Turquie, en France dans la vallée d’Ossau, au Mexique, dans les îles Canaries …). Ces sifflements sont utilisés dans des régions où la voix risque de se perdre dans le vent ou ne pas atteindre l’interlocuteur à cause des obstacles topographiques.

Or, il existe une analogie remarquable entre les sonagrammes des langues sifflées et ceux des sifflements sous-marins des dauphins qui présentent les mêmes types de modulation tout en ayant  des modalités beaucoup plus limitées et qui se situent dans une bande de fréquence nettement plus élevée.

L’analogie des structures physiques permettait alors l’hypothèse que les sifflements des dauphins pouvaient être théoriquement utilisés comme éléments phonétiques d’un vrai langage. Dans la mesure où les modulations qu’ils émettent présentent des variables qui n’ont pas encore été toutes recensées, on peut penser qu’elles constituent un système de communication acoustique analogue à celui de beaucoup d’autres espèces animales. Mais déjà à ce niveau de vocabulaire dont l’étendue n’est aps encore connue, il faudrait , comme dit Busnel, «  la pierre de Rosette » qui permettrait de déchiffrer les sifflements des dauphins, en supposant bien sûr qu’on connaisse le « signifié » de chaque signal, c’est-à-dire sa sémantique, ce qui n’est pas le cas …

Cependant, les langues sifflées humaines sont bel et bien le support d’un langage aussi perfectionné qu’un langage vocalique. L’idée de base, selon Busnel, était que si l’on devait apprendre un langage aux dauphins, une langue sifflée serait plus facilement perçue et analysée par le dauphin qu’une langue vocalique articulée, comme le faisait Lilly.

Ces langues représenteraient donc un « squelette de langage » qui pourrait être le véhicule de communications avec le dauphin. A condition que les dauphins aient quelque chose à exprimer… !

Là se situe le véritable problème !

Néanmoins, ce processus ne fut pas inutile. Il était nécessaire de traduire en langage sifflé la langue vocalique de l’expérimentateur pour tenter un apprentissage linguistique de ces animaux. Ainsi, on pouvait leur transmettre et leur enseigner des signaux qui ne nécessitaient pas l’usage de cordes vocales, et s’adaptaient donc mieux évidemment à leur propre registre acoustique.

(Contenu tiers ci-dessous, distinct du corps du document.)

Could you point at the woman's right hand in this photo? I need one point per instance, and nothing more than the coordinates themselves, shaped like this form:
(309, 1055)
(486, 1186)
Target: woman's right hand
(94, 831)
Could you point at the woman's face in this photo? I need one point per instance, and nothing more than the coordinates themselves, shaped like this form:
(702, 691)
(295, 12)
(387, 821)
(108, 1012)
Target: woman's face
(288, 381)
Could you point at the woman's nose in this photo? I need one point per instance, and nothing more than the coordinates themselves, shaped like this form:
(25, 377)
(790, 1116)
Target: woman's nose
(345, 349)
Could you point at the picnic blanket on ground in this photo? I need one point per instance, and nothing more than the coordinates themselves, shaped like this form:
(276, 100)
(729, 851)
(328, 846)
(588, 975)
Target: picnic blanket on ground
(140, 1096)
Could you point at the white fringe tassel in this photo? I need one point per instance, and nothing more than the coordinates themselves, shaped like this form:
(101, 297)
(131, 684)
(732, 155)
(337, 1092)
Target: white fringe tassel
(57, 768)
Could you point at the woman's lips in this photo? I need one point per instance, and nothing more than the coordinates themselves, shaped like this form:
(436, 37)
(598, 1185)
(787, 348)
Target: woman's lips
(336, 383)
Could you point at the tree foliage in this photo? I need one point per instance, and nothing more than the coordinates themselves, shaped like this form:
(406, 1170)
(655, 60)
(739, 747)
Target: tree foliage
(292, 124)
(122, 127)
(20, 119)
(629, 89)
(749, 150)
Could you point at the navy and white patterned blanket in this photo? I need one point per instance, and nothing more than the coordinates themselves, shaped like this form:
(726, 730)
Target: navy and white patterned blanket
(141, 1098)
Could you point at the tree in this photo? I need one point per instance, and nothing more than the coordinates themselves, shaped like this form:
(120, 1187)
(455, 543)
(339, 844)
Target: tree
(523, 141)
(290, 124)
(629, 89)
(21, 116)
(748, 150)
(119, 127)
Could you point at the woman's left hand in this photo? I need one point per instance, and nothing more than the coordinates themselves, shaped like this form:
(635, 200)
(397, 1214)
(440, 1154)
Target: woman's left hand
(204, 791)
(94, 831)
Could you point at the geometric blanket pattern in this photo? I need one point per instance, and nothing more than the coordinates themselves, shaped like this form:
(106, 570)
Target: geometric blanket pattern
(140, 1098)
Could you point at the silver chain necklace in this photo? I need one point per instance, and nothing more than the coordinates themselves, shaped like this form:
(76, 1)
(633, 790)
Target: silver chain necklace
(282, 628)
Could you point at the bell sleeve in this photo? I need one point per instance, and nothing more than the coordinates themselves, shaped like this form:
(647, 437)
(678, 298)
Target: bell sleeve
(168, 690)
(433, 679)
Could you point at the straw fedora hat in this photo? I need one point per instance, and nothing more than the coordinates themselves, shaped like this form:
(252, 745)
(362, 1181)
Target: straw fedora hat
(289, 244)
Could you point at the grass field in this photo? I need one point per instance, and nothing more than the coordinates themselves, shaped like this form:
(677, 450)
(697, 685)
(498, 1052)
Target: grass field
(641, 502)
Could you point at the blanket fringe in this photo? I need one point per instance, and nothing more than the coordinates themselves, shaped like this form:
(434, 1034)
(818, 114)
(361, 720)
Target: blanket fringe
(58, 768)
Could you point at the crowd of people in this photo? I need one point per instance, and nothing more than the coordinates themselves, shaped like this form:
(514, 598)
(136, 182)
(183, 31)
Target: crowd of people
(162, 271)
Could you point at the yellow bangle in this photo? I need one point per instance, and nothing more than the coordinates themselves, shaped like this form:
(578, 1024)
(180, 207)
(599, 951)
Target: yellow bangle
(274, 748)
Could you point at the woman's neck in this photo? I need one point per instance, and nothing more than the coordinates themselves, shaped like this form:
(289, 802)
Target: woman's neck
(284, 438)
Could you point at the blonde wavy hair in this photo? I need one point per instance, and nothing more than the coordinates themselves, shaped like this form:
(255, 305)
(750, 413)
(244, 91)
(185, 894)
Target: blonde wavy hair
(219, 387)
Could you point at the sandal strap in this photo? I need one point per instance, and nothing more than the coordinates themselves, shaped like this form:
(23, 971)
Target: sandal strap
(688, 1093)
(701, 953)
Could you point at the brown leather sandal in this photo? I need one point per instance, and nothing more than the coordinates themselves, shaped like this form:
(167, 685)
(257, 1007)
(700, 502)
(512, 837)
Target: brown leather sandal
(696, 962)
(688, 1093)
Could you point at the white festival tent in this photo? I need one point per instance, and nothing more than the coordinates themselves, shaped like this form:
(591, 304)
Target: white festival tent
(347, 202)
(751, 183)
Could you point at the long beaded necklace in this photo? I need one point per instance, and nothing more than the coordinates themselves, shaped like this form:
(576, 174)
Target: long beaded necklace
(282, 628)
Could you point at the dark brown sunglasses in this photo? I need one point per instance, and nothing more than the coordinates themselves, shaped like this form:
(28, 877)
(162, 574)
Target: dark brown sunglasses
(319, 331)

Un acousticien américain, W. Batteau, fit construire un appareil électronique capable de transformer la voix humaine en voix sifflée. Les premiers mois de travail furent concluants : les dauphins assimilaient bien le langage sifflé, et étaient capables d’apprendre, de mémoriser et de répéter 26 messages différents. Mais alors que l’étape de l’association à l’objet devait être franchie, la mort du chercheur interrompit malheureusement toutes les expériences.

Les recherches continuent toujours, mais il semble que les études sont faussées par les conditions dans lesquelles elles se déroulent, ce qui « corse » la difficulté de la tâche. Premièrement, on utilise toujours le Tursiops car en captivité, il se montre plus docile et robuste. Mais il n’est pas forcément le plus intelligent : la faculté d’apprendre, d’imiter qu’il possède à un haut degré n’est pas forcément indice d’intelligence, et semble plus compliquer les recherches que les favoriser. Enfin, ces études sont majoritairement menées en captivité, qui reste toujours un traumatisme pour le dauphin, très sensible et perturbé par les traitements appliqués auxquels ils n’ont pas été préparés ( ce sont souvent des dauphins adultes).